# 3 tries and 3 fails to make a 1/4 20 thread



## twooldvolvos (Feb 28, 2021)

Well, I've given up for the day on cutting my first threads on my South Bend 10K.  My objective was a 1/4 20 thread in a piece of brass stock.  I took my OD down to 1/4 inch and set my lead screw speed.





I put my drive into back gears and set the RPM to about 150.




My compound was at 29 1/2 degrees.  My tool is ground to 60 degrees.  My first pass looked OK and measured 20 threads per inch as expected.  But after several passes of about 5 thousandths, I kept coming up with a mess that looked like this.




The threads were rough and read at 40 TPI, not 20.  I tried to engage my half nut on any of the 8 lines on my thread gauge since it was an even number of threads.



I did notice that my gauge does not allow me to engage exactly when the lines are on the mark.  I can go a little before or a little after.  Maybe that is where where I am making my mistake.  The next time I can try always going a little before the mark.  Does anyone know if I can adjust the threading gauge to engage closer to the mark?

Anyway, any advice is appreciated.


----------



## T Bredehoft (Feb 28, 2021)

twooldvolvos said:


> Does anyone know if I can adjust the threading gauge to engage closer to the mark?


I would expect some way of adjusting the disc relative to the mark. can you turn it by hand,  twist the face?


----------



## Brento (Feb 28, 2021)

A good practice you can try that i think alot of us do is try to stick to the same line when you engage. Are you going back to your zero everytime?


----------



## epanzella (Feb 28, 2021)

An easy way to at least figure out if it's you or the machine is to lock the carriage as close as you can to any whole number then mark that spot with a sharpie. Go back to that same mark every time. If you find you can't lock the half nut at that exact spot, something is slipping.  An easy way to get the same spot is to put some pressure on the half nut lever ahead of the spot so when you get there it'll drop in. If the thread  comes out OK doing it this way then you were doing something wrong before. Use your lowest speed.


----------



## jcp (Feb 28, 2021)

I had to adjust the dial of my 9A when I first got it. Pretty sure there's a set screw in the gear to shaft connection of the thread dial.
 On a Southbend thread dial for any even numbered thread can you can close the half nuts on any line. For odd numbered threads close on any numbered line. This is not true on all lathes.


----------



## mattthemuppet2 (Feb 28, 2021)

if it's 40tpi you're splitting the thread. I only ever use the same mark on the threading dial. It's slower but simpler.


----------



## RJSakowski (Feb 28, 2021)

It is important that  your marks line up with the index mark.  If they don't, you will experience what you have seen; that you can engage slightly before or slightly after.  This will give you two different tool paths.

You should be able to rotate the dial relative to the gear so that when the half nuts are engaged one of the marks lines up perfectly.  

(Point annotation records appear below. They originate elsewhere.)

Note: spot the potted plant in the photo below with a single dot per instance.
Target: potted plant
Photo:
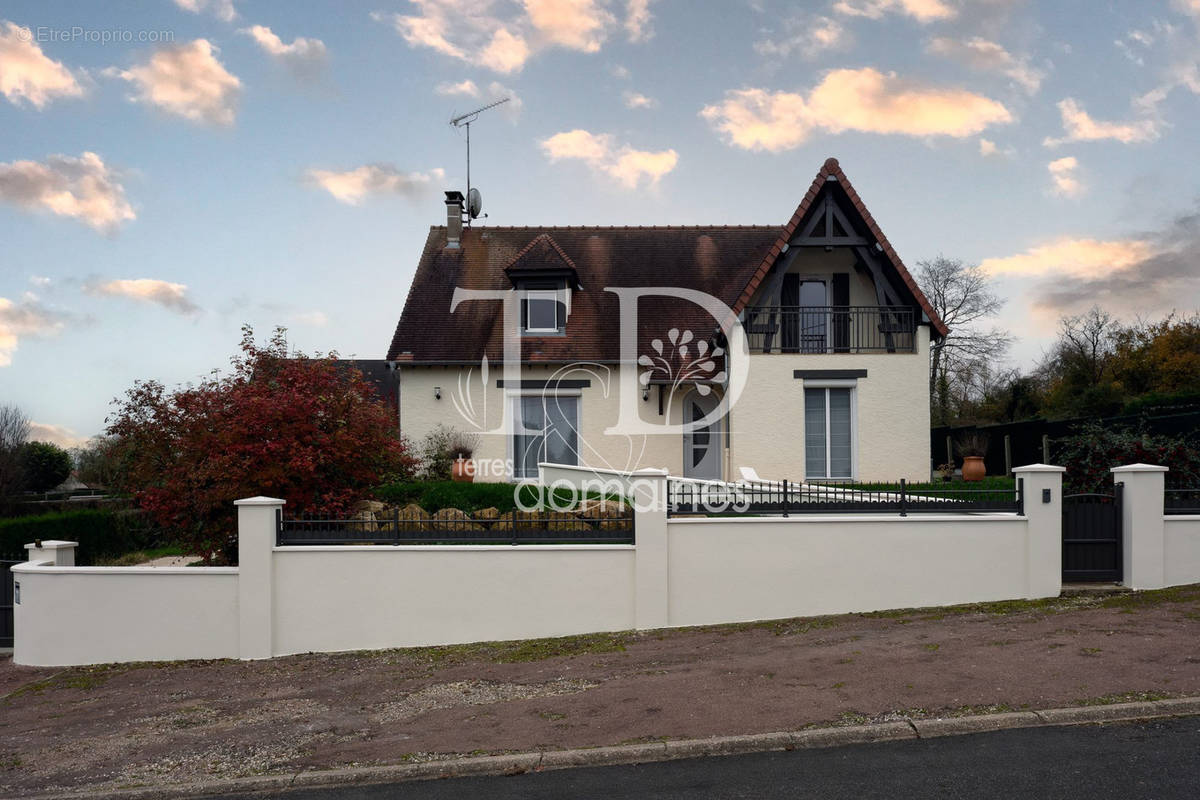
(973, 446)
(461, 447)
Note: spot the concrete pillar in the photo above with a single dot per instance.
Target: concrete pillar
(1042, 486)
(648, 494)
(1143, 529)
(256, 571)
(53, 551)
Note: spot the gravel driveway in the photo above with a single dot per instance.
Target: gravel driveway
(137, 725)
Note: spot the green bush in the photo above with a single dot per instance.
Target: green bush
(45, 465)
(101, 534)
(435, 495)
(1090, 455)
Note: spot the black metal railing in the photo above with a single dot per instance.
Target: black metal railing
(1180, 500)
(831, 329)
(785, 498)
(513, 528)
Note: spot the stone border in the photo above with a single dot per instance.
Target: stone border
(660, 751)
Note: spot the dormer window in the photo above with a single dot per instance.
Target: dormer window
(544, 277)
(544, 310)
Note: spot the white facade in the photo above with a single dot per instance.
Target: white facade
(763, 432)
(287, 600)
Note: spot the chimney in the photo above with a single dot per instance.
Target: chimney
(454, 220)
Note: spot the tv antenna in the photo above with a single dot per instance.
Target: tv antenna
(463, 120)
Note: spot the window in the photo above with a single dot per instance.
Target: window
(828, 433)
(544, 310)
(546, 431)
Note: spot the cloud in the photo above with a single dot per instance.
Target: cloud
(988, 56)
(1144, 274)
(27, 74)
(471, 31)
(312, 318)
(189, 80)
(625, 164)
(637, 100)
(505, 53)
(172, 296)
(461, 29)
(575, 24)
(923, 11)
(809, 37)
(989, 149)
(467, 88)
(1066, 180)
(304, 56)
(222, 10)
(83, 188)
(851, 100)
(27, 318)
(1079, 126)
(353, 186)
(510, 109)
(57, 434)
(637, 20)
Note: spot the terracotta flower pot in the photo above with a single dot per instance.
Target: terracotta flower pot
(463, 470)
(973, 468)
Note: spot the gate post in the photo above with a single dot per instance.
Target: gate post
(1143, 530)
(1042, 504)
(257, 530)
(648, 494)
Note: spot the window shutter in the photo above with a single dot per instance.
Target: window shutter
(840, 318)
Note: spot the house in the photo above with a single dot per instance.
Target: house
(717, 352)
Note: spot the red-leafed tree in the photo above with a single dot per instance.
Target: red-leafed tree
(282, 425)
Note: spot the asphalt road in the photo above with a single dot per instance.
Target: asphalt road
(1149, 759)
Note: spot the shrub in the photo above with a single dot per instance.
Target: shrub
(43, 465)
(101, 534)
(441, 447)
(300, 428)
(1091, 453)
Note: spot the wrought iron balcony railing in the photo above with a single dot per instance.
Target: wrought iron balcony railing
(831, 329)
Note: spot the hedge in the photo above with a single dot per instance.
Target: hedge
(435, 495)
(101, 534)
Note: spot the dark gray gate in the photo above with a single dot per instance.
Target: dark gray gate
(6, 577)
(1091, 536)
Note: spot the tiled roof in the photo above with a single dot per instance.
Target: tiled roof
(832, 168)
(727, 262)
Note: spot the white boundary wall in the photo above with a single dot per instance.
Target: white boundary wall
(285, 600)
(1159, 549)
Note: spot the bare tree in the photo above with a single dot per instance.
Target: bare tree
(1086, 341)
(15, 428)
(963, 298)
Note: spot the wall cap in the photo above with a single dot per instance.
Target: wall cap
(259, 501)
(53, 545)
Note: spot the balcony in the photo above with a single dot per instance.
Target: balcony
(831, 329)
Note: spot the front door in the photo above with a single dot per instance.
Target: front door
(701, 445)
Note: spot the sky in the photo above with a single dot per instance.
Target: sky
(173, 169)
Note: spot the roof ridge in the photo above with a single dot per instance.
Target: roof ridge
(832, 168)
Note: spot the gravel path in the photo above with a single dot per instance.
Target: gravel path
(124, 726)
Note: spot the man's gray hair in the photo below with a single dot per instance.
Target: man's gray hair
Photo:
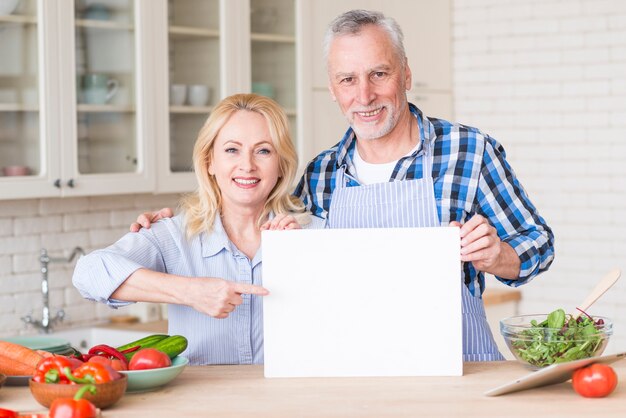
(353, 21)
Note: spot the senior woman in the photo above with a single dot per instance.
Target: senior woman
(206, 262)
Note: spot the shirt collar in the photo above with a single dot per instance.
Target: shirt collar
(345, 149)
(215, 241)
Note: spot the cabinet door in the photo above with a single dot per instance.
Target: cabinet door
(106, 102)
(27, 85)
(427, 28)
(273, 54)
(188, 70)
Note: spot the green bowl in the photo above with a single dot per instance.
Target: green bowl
(152, 379)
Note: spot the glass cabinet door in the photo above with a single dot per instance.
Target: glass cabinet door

Another cause of your problem with an older lathe is wear of the lead screw, half nuts, or thread dial dear.  Any of these can cause enough backlash that you could jump a tooth when you engage.  To minimize any issues make sure that you start your pass several inches before your thread and that you engage at the same position on the dial each time.  It might be just before the dial mark or just after.  You should be able to use any of the allowed marks for your thread pitch.

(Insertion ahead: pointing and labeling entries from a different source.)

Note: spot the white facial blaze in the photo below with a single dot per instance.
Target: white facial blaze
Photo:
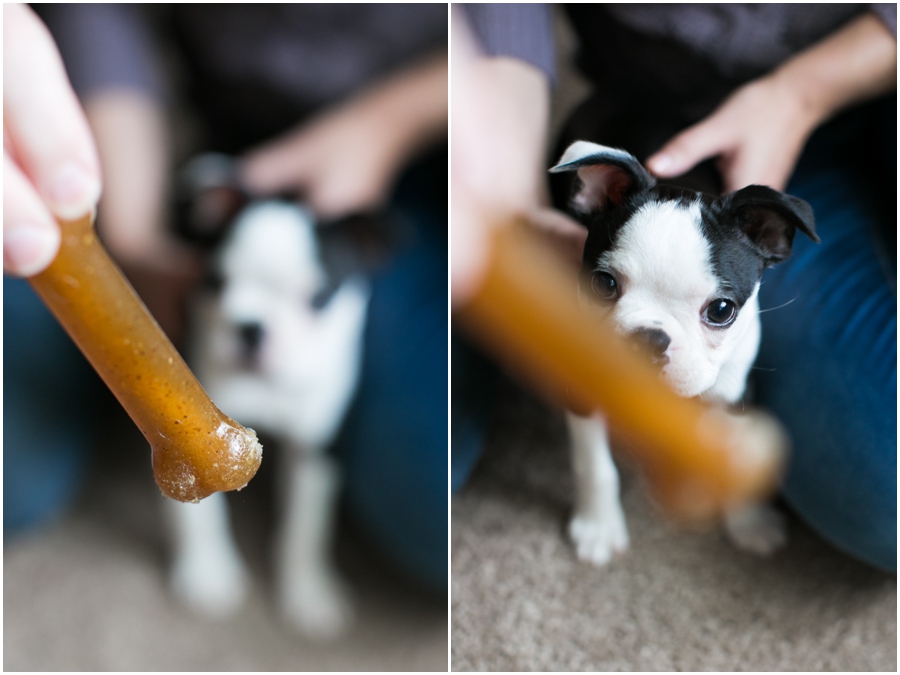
(661, 262)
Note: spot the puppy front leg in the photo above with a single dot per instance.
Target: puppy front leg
(598, 527)
(312, 596)
(207, 571)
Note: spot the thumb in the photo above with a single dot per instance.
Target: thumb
(687, 149)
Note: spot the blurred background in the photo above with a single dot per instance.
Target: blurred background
(344, 106)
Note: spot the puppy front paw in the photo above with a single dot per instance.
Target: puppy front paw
(213, 586)
(758, 529)
(317, 606)
(598, 537)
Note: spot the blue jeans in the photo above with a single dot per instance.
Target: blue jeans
(48, 407)
(828, 360)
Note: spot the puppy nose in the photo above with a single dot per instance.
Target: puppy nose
(250, 335)
(654, 341)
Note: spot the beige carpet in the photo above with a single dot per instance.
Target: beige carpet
(677, 602)
(89, 593)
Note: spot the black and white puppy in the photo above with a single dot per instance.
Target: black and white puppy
(277, 345)
(678, 272)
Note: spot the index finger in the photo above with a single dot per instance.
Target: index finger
(43, 120)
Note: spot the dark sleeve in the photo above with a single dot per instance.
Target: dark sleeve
(521, 31)
(105, 46)
(887, 12)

Rather than attempting to cut a thread while you are figuring this out, just repeat your initial pass without advancing the cross feed or compound.  You should be tracking the same path.  Once you are sure of what you are doing, go on to actually cutting a thread.


----------



## markba633csi (Feb 28, 2021)

RJ makes a good point- practice engaging and disengaging till you get consistent tracking
-Mark


----------



## tjb (Feb 28, 2021)

This may be a bad idea, but when I was first practicing cutting threads, it worked for me.  1/4-20 is a fairly fine thread to learn on.  I started by trying much coarser threads like 12 or 14 TPI.  I didn't even care what round stock I started from - I just wanted to see if I could cut the threads successfully.  For me, it was lot easier to visually see what was happening with the coarse threads.  And it was a lot easier to see if my subsequent tweaking was behaving as I anticipated.

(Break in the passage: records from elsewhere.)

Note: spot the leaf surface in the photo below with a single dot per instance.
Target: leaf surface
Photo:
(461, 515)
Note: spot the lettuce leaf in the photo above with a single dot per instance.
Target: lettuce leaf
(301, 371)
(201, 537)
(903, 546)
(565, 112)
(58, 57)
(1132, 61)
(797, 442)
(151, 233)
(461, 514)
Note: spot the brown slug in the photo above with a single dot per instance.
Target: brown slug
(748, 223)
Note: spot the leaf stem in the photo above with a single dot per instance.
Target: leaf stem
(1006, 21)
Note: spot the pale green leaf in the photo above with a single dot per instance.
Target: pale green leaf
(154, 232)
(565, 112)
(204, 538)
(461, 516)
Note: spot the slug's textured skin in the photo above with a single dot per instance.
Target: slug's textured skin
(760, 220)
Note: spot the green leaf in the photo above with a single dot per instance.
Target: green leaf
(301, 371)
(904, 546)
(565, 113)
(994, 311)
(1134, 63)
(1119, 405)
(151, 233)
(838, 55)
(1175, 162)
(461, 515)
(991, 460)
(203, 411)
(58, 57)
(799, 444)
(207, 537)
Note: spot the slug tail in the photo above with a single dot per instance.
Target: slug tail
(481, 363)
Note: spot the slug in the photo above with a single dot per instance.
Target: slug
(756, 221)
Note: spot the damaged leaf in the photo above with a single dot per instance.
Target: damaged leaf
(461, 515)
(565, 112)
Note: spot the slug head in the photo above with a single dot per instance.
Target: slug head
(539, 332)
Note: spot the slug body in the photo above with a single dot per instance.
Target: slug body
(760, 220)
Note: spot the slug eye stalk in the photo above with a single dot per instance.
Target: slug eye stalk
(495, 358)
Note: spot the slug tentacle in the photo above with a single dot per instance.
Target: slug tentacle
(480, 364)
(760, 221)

Veterans, comment on this please.  If it's a bad idea, I'd like to know that myself.

Regards


----------



## AGCB97 (Feb 28, 2021)

Like someone mentioned the sharpie mark on the dial works for me but if the TDI bolts to the right side of the carriage you may be able to shim it with a washer or 2.
All the above posts are good but mainly the practice till you got it.
Aaron


----------



## benmychree (Feb 28, 2021)

You need to reset the thread dial so that the lines line up with the half nuts is engaged, and then try to engage the half nuts when threading just slightly before the lines line up with the witness mark.  No need to use the same mark for even threads, numbered or plain lines are all fair game, for odd numbered threads use any numbered line, opposite numbers for half threads, the same number for quarter threads; this works on every lathe that I have ever run.


----------



## RJSakowski (Feb 28, 2021)

AGCB97 said:


> Like someone mentioned the sharpie mark on the dial works for me but if the TDI bolts to the right side of the carriage you may be able to shim it with a washer or 2.
> All the above posts are good but mainly the practice till you got it.
> Aaron


A good point!  Registration is determined by the distance from the half nut engagement to the thread dial gear engagement with the lead screw.  If there is no other adjustment for a misaligned dial on the South Bend, a shim on the pivot pin will work.  The maximum thichness required won't be more than the lead screw pitch.


----------



## martik777 (Feb 28, 2021)

Are you backing off enough with the crossfeed before each pass and returning to zero correctly?  I'm assuming you are only advancing the compound.


----------



## Mini Cooper S (Feb 28, 2021)

I always use the same lime on the threading dial to engage the half nuts. You waste a little time waiting for your line to come around but it never fails, even number of threads or odd number, doesn't matter.  The other thing that I do if there is room, I position the tool maybe a half of an inch or so to the right of my work piece, and start my cut there.  This gives me some time to disengage the half nuts before the tool enters the part in case I missed my mark or the half nuts don't engage well.

Richard


----------



## twooldvolvos (Feb 28, 2021)

T Bredehoft said:


> I would expect some way of adjusting the disc relative to the mark. can you turn it by hand,  twist the face?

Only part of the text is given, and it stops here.